C  R  I  T  I  Q  U  E  S
 
...
[ Historique des critiques CD, DVD]  [ Index des critiques CD, DVD ]
....
......
Georg Friedrich HAENDEL (1685-1759)

ARIODANTE

Opéra en trois actes sur un livret anonyme
adapté de Ginevra, Principessa di Scozia d'Antonio Salvi (1708)
et inspiré de l'Orlando Furioso (Chants 4 à 6) de Lodovico Ariosto

Ariodante : Dame Janet Baker
Ginevra : Edith Mathis
Dalinda : Norma Burrowes
Polinesso : James Bowman
Lurcanio : David Rendall
Il Re di Scozia : Samuel Ramey
Odoardo : Alexander Oliver

London Voices 
Chef de choeur : Terry Edwards

English Chamber Orchestra
Direction : Raymond Leppard

Coffret de 3 CD
dans la série "Trios" de Philips N° 473 955-2
Septembre 2004
(réédition d'un enregistrement réalisé à Londres en décembre 1978)
Durée totale : 201 minutes


LA PASSION JANET...

Il y aura bientôt huit ans, le 16 janvier 1997, une mémorable version de concert d'Ariodante, dirigée à Poissy par Marc Minkowski, avec Anne-Sofie von Otter dans le rôle-titre, créa l'événement. Quasiment un an plus tard, en janvier 1998, la sortie de l'enregistrement de cette soirée, publié par DG (Archiv Produktion) en fut un autre , sans doute l'un des plus importants succès du disque baroque de ces dernières années, qui acheva de propulser Marc Minkowski et son orchestre sur le devant de la scène internationale, et consacra Anne-Sofie von Otter comme diva assoluta de tout premier plan.
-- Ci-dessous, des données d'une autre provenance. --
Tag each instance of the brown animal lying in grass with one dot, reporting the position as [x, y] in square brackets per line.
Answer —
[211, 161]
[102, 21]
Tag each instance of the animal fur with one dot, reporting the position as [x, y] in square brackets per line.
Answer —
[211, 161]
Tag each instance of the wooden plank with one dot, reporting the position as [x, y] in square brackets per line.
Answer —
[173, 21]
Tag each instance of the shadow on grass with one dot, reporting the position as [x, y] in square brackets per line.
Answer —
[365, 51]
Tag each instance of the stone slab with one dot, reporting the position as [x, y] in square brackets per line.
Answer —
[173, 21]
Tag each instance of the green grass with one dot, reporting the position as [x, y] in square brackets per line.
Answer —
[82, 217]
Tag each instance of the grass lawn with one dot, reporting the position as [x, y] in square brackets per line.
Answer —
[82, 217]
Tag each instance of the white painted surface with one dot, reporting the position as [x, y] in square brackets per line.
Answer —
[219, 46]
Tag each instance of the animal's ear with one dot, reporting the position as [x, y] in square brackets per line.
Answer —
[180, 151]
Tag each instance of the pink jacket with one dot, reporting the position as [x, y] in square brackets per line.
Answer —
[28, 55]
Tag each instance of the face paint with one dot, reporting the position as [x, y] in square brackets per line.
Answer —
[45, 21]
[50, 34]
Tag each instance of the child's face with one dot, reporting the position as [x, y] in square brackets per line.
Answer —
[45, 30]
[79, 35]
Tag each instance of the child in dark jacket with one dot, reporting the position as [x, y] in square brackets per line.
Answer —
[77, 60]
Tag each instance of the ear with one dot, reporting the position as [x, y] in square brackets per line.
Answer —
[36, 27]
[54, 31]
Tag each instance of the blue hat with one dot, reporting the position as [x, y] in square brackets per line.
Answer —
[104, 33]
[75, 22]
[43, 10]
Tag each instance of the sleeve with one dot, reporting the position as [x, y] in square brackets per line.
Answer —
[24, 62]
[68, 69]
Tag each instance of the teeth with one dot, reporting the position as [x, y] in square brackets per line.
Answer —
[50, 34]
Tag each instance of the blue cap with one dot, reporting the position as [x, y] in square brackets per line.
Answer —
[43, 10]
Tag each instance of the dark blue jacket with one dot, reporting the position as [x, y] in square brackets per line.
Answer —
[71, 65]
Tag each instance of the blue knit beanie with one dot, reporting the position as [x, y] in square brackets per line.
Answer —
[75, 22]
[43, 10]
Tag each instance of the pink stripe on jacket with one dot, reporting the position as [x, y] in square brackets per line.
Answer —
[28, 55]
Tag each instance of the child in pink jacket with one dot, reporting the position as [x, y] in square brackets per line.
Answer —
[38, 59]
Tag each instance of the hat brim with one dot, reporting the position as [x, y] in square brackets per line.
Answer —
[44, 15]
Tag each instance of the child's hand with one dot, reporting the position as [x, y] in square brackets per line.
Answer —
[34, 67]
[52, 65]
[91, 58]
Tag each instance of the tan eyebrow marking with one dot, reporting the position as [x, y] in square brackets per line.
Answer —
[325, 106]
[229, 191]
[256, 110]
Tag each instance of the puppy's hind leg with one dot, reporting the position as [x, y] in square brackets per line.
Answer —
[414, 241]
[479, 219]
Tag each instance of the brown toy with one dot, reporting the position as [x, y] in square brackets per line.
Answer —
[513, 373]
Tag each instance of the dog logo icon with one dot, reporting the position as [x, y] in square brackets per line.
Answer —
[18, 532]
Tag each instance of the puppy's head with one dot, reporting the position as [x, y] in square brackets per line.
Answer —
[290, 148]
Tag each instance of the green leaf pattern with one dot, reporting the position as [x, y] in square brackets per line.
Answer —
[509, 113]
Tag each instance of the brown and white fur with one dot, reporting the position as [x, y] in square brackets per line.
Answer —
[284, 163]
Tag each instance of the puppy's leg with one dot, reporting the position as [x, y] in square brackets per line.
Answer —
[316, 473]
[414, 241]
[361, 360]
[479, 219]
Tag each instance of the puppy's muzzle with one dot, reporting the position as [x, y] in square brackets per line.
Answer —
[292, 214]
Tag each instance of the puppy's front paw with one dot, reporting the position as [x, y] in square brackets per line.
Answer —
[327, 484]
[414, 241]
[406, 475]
En revanche, en 2001, lorsque l'Opéra de Paris monta cette oeuvre avec la même von Otter dirigée par le même Minkowski, à la tête du même orchestre (le reste de la distribution étant différent), la presse se déchaîna contre le spectacle, la mise en scène de Jorge Lavelli en particulier (ce qui, aujourd'hui nous semble bien surprenant compte tenu de tout ce que nous pouvons voir sur les scènes d'opéra), mais aussi contre les prestations du chef et de son interprète principale, allant jusqu'à remettre en cause ceux-là même que, quelques années auparavant, elle avait encensés.

Il n'empêche qu'indiscutablement, cet enregistrement de Poissy constitue aujourd'hui une référence, même si, avec le recul du temps, souvent indispensable à toute évaluation des choses, on peut pointer que deux versions d'une qualité non négligeable avaient été publiées auparavant.

Aujourd'hui, la réédition à prix "super éco" de l'Ariodante gravé en 1978 par Raymond Leppard avec l'English Chamber Orchestra, avec Janet Baker en tête d'affiche, risque bien, sans toutefois changer totalement la donne, de remettre quelque peu les pendules à l'heure, surtout lorsqu'on le compare également à celui, paru en 1995, sous la direction de Nicolas Mc Gegan, plutôt fraîchement accueilli par la critique, malgré la présence dans le rôle-titre d'une chanteuse aussi exceptionnelle que Lorraine Hunt.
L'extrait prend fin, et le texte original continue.